If you can measure it…🔬

I’m a huge data geek.

This is the first thing that I tweeted this year, after my New Year’s selfie of course 🥂 :

The 2016 Canadian Census was one of the highlights of my year, for a bunch of different reasons:

  • It was my first census.
  • It was the first census in 10 years (the Harper government cancelled it so that we wouldn’t be able to measure how shitty their policies were.)
  • I got the long form census, which contains 84.329% more census!
  • Canadians were so excited about it that the traffic crashed the census website.
  • I would be represented in the dataset that’s used to create public policy!

It should come as no surprise that my app, Compass, is being built around data. There’s a great quote, “if you can measure it, you can improve it”, that really gets to the core of why we might want to collect data in the first place. It looks pretty straightforward on paper, but in practice I’ve actually discovered that not all data is created equally.

It turns out, how the data is collected is extremely important, maybe even more important than the data itself! For about a year now, I’ve had a goal to code for at least a few minutes every single day. Two weeks ago, I started tracking it with my app, and the results have been interesting to say the least!
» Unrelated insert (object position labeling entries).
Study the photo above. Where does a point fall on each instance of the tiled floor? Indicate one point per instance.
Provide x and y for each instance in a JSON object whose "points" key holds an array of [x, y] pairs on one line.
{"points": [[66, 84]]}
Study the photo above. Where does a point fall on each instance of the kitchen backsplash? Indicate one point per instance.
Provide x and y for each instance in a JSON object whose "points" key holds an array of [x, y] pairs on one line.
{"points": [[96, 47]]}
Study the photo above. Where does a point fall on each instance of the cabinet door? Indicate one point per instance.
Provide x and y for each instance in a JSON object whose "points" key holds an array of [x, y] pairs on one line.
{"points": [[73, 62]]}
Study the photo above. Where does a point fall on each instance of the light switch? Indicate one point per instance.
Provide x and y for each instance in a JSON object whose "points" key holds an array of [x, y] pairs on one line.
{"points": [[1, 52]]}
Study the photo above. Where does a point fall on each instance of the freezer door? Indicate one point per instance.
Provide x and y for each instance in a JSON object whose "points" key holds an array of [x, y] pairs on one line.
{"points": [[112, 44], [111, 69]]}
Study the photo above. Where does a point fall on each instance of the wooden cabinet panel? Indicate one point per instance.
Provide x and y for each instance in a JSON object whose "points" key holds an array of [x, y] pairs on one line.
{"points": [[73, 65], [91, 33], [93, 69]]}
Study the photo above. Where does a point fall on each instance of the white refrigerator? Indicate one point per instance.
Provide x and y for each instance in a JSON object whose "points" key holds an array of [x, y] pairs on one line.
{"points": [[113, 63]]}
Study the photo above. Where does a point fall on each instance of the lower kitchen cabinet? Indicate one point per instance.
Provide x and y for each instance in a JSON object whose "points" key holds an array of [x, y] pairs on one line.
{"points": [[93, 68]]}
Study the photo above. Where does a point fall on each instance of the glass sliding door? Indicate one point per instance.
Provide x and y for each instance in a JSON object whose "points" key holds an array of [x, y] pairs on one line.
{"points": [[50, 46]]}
The negative side effects are predictable: I started sleeping less. As of right now, according to Compass I need to sleep 16 hours and 17 mins in order to catch up on all my sleep debt and be fully rested. Ouch!

On the flip side, I now write code 5.6 days per week, which is excellent! Considering that I don’t really do any programming at work, and one weeknight can typically be written off for the blog, this is actually pretty impressive.

Despite tracking this for a while outside of my app, I only noticed a big change in my habits once I started actively logging it manually. When it’s automatic, it’s easy to forget, but doing it by hand makes you to think of your goal and give yourself a mental reward if you’re getting closer to it! Unfortunately, manually logging data can also become dull or tiresome, which defeats the purpose of it, and if you log too many things at once then nothing is your focus.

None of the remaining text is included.